Add the appropriate lifetime annotations to make this code compile.
fn get_or_default(strings: &Vec<String>, default: &String, index: usize) -> &String { if index < strings.len() { return &strings[index]; } else { return default; } } fn main() { let vec = vec![String::from("hello"), String::from("world")]; let default = String::from("not found"); let result = get_or_default(&vec, &default, 5); println!("{}", result); }
Solution
fn get_or_default<'a>(strings: &'a Vec<String>, default: &'a String, index: usize) -> &'a String { if index < strings.len() { return &strings[index]; } else { return default; } } fn main() { let vec = vec![String::from("hello"), String::from("world")]; let default = String::from("not found"); let result = get_or_default(&vec, &default, 5); println!("{}", result); }
The return value could come from either strings or default, so both need the same
lifetime annotation 'a. The vector reference itself doesn’t need to live as long since
we’re returning references to its contents, not the vector itself.
Exercise 3 – Generic Type with Lifetime Annotations
The following code defines a Wrapper struct that holds both a generic value and a
reference.
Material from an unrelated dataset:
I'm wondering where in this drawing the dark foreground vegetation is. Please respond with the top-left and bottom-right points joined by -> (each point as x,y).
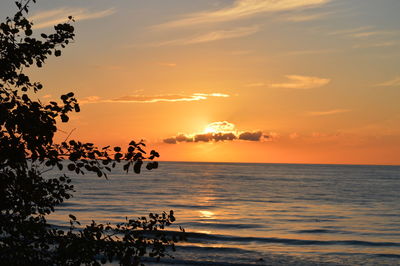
0,1 -> 183,265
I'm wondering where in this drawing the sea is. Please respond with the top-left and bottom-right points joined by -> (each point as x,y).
47,162 -> 400,265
The struct and its method won’t compile without proper lifetime annotations.
Add the appropriate lifetime annotations to make this code compile.
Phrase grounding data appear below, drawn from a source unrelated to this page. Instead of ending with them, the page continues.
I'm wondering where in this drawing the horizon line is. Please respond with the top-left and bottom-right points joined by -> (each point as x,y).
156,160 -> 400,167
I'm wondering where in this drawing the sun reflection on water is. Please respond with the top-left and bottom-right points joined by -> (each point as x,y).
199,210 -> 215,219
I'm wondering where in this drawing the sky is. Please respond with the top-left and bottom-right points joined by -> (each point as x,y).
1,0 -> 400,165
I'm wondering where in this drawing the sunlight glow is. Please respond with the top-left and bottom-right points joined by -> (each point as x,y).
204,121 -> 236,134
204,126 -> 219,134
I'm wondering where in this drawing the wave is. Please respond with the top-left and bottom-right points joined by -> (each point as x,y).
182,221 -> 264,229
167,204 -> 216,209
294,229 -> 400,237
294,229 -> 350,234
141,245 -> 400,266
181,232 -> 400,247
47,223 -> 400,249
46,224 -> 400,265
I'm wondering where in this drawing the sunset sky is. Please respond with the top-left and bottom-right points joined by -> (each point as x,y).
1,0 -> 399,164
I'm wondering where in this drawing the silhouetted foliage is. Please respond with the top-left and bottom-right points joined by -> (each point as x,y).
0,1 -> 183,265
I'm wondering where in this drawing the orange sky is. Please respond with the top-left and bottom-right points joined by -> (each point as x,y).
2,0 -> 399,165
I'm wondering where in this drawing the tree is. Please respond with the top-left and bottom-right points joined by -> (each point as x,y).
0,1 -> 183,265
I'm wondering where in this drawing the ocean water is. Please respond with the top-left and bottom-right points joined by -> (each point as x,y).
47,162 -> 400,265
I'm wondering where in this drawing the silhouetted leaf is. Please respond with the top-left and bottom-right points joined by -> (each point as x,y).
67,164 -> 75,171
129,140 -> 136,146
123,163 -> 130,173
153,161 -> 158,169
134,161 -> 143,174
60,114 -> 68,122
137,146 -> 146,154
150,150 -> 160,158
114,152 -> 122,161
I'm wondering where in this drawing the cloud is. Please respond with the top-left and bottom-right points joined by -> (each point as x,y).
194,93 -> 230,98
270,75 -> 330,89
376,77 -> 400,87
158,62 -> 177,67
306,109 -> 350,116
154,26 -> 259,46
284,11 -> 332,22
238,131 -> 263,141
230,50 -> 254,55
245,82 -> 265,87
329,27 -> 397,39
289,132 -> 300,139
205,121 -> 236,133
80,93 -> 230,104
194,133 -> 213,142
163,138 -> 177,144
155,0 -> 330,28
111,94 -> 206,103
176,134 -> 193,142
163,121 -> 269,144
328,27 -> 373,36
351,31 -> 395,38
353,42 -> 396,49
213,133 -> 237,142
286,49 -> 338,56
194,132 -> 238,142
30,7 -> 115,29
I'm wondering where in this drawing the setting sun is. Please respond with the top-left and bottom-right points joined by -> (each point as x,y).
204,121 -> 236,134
struct Wrapper<T> { value: T, description: &String, } impl<T> Wrapper<T> { fn new(value: T, description: &String) -> Self { return Wrapper { value, description }; } fn get_description(&self) -> &String { return &self.description; } fn get_value(&self) -> &T { return &self.value; } } fn main() { let desc = String::from("A number"); let wrapper = Wrapper::new(42, &desc); println!("Value: {}, Description: {}", wrapper.get_value(), wrapper.get_description()); }
Solution
struct Wrapper<'a, T> { value: T, description: &'a String, } impl<'a, T> Wrapper<'a, T> { fn new(value: T, description: &'a String) -> Self { return Wrapper { value, description }; } fn get_description(&self) -> &String { return &self.description; } fn get_value(&self) -> &T { return &self.value; } } fn main() { let desc = String::from("A number"); let wrapper = Wrapper::new(42, &desc); println!("Value: {}, Description: {}", wrapper.get_value(), wrapper.get_description()); }
The struct needs a lifetime parameter 'a because it holds a reference (description).
The impl block must also declare this lifetime parameter: impl<'a, T>. The methods
get_description and get_value don’t need explicit lifetime annotations because the
compiler can apply elision rules (the return lifetime is inferred from &self).